Using simplified expenses:
- Vehicle: 10,000 miles at 45p = £4,500; 1,000 miles at 25p = £250. Total: £4,750
- Home working: £26 per month for 12 months = £312
- Total simplified deduction for these two categories: £5,062
Sophie also claims her professional indemnity insurance (£480), software subscriptions (£360), and professional development costs (£290) as actual expenses on top. Her total deductible costs from these items alone reach over £6,000, reducing her taxable profit meaningfully and cutting both her Income Tax and Class 4 National Insurance bills.
Without simplified expenses, she would need to calculate the business proportion of her fuel, car insurance, servicing, and household bills. The numbers might land in a similar place. But she would spend several hours gathering and apportioning figures that the flat rates handle in minutes.
For sole traders in Sophie's income bracket, who will be among the first wave required to comply with Making Tax Digital from April 2026, having clean, categorised digital records of these claims is not just convenient. It is the foundation that MTD-compatible software like TapTax is built around. Getting into the habit now means the transition is a minor administrative step rather than a full system rebuild.

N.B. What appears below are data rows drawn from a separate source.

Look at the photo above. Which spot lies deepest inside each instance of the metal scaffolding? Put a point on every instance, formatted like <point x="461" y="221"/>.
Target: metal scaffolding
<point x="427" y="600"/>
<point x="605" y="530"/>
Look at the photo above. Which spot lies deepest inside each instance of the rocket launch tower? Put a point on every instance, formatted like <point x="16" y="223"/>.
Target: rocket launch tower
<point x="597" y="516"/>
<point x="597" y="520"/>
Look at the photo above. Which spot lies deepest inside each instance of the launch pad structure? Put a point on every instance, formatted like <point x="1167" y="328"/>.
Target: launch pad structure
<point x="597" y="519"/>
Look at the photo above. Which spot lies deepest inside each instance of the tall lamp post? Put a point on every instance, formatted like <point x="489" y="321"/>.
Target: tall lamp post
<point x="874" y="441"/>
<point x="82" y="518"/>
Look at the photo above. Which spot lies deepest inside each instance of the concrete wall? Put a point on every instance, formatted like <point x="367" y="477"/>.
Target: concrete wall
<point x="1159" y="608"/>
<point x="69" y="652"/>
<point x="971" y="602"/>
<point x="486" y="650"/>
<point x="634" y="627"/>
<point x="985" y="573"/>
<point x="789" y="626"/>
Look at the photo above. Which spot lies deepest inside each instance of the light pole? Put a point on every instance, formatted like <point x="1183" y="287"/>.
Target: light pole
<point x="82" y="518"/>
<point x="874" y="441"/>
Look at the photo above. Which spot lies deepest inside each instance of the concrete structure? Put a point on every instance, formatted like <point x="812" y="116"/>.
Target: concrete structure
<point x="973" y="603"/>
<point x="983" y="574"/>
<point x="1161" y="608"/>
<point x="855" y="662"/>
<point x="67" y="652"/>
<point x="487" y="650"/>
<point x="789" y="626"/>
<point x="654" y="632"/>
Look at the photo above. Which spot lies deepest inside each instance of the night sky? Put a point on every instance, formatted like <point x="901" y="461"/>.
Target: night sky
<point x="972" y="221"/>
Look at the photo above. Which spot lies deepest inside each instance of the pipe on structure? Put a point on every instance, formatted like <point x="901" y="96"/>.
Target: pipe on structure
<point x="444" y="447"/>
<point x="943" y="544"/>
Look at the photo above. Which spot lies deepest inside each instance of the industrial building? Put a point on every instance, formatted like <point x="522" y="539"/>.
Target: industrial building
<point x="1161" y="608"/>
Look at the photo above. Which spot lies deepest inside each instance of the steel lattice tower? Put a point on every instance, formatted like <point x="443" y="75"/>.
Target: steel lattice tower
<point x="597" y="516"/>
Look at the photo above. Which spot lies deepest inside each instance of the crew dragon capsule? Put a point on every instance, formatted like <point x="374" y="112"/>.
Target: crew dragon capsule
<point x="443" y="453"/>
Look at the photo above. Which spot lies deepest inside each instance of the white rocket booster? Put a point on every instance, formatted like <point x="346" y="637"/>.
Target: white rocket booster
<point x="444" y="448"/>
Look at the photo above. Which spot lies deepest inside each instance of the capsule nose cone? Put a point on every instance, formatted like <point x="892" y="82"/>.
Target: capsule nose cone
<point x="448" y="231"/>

If you are still weighing up which software will handle this most cleanly without charging for features you will never use, Digital Tax Filing Software UK: What You're Buying vs What You Need is a useful starting point.
The One Calculation Worth Doing Before You File
Before you file your next Self Assessment, run the simplified expenses numbers for your vehicle and home working alongside your actual costs. The vehicle mileage calculation takes five minutes if your mileage log is in order. The home working hours are usually obvious. Compare the two totals. Whichever produces the larger deduction for your specific circumstances is the one to use, bearing in mind the capital gains caveat for home offices.
That comparison, done once, is the difference between using HMRC's scheme intelligently and leaving money on the desk every April. The receipts you spent the weekend hunting? For these categories, you may not need them at all.